Published 12:00 am Tuesday, December 1, 2009

WINSTON-SALEM ó Cal Cunningham, a Winston-Salem attorney who formerly represented Rowan County’s in the N.C. Senate, was recently presented with the Army’s top leadership award, the Gen. Douglas MacArthur Leadership Award, at a ceremony held at the Pentagon in Washington, D.C.
Cunningham is a litigation attorney with the Kilpatrick Stockton law firm.
Army Chief of Staff Gen. George W. Casey presented the MacArthur Award, a 15-pound bronze bust of the general, to 28 company-grade officers of all three Army components. Each officer was recognized for exhibiting outstanding military performance, leadership and achievement, and for reflecting the ideals for which Gen. MacArthur stood: duty, honor and country.
Cunningham was one of seven Army Reserve officers to receive this year’s award. In the 25 years the award has been given, only two other attorneys have been selected.
“These award winners demonstrate the tremendous quality that we are privileged to have throughout our Army,” Casey said at the awards ceremony. “These are top performers that have led in the most difficult and dangerous missions and brought out the best in the men and women they led.”
Earlier this year, Cunningham received the Bronze Star while serving in Iraq as part of Operation Iraqi Freedom. A captain and paratrooper in the U.S. Army Reserves, Cunningham received the medal for “exceptionally meritorious service to the United States” as the senior trial counsel in the Office of the Staff Judge Advocate, Multi-National Corps-Iraq, at Camp Victory in Iraq from December 15, 2007 to November 19, 2008.
As the senior trial counsel, Cunningham presided over the largest court-martial jurisdiction in the Army and helped in supervising, training and overseeing 27 attorneys and 70 paralegals, executing criminal law missions within the Multi-National Corps-Iraq theater of operations.

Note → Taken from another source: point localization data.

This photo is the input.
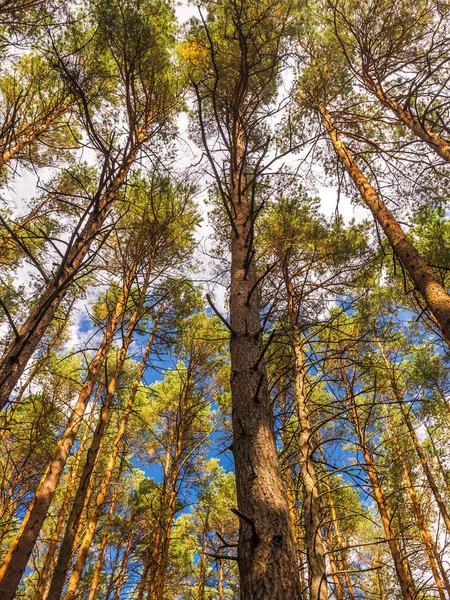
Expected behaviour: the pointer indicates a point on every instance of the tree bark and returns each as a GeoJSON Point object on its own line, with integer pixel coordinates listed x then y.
{"type": "Point", "coordinates": [67, 545]}
{"type": "Point", "coordinates": [104, 485]}
{"type": "Point", "coordinates": [23, 345]}
{"type": "Point", "coordinates": [315, 551]}
{"type": "Point", "coordinates": [400, 561]}
{"type": "Point", "coordinates": [44, 580]}
{"type": "Point", "coordinates": [267, 562]}
{"type": "Point", "coordinates": [435, 296]}
{"type": "Point", "coordinates": [22, 546]}
{"type": "Point", "coordinates": [434, 561]}
{"type": "Point", "coordinates": [418, 448]}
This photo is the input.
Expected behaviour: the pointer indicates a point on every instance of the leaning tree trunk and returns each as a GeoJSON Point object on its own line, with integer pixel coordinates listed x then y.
{"type": "Point", "coordinates": [399, 560]}
{"type": "Point", "coordinates": [107, 474]}
{"type": "Point", "coordinates": [315, 551]}
{"type": "Point", "coordinates": [436, 566]}
{"type": "Point", "coordinates": [26, 341]}
{"type": "Point", "coordinates": [434, 141]}
{"type": "Point", "coordinates": [435, 296]}
{"type": "Point", "coordinates": [44, 580]}
{"type": "Point", "coordinates": [22, 546]}
{"type": "Point", "coordinates": [73, 523]}
{"type": "Point", "coordinates": [418, 448]}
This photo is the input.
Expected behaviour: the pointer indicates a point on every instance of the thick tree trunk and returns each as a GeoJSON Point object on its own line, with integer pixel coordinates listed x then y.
{"type": "Point", "coordinates": [435, 296]}
{"type": "Point", "coordinates": [267, 562]}
{"type": "Point", "coordinates": [21, 548]}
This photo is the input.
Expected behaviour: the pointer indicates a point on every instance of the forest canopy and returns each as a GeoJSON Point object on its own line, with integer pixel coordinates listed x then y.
{"type": "Point", "coordinates": [225, 300]}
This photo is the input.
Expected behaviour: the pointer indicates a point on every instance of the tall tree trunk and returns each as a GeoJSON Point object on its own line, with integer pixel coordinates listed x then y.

Cunningham deployed with the XVIII Airborne Corps of Fort Bragg. His work resulted in a comprehensive system for ensuring contractors are held responsible for crimes committed while in Iraq, and he personally served as the lead trial counsel for the first court-martial of a civilian since the Vietnam War. While in Iraq, he traveled throughout the Iraqi Theater of Operations.
Cunningham also served as an advisor to the Command Initiatives Group, MNC-I, where he personally assisted the commanding general with congressional delegation visits, including the visit by then-Sen. Barack Obama.
In January, Cunningham returned to his legal practice in Kilpatrick Stockton’s Winston-Salem office, where he focuses on conflict resolution and litigation in complex business disputes, including construction, real estate, environmental and contract cases.
Before joining Kilpatrick Stockton, Cunningham served 23rd N.C. Senate District representing Rowan, Davidson and Iredell Counties.
He received both his undergraduate and law degrees from the University of North Carolina at Chapel Hill and a master’s degree from the London School of Economics.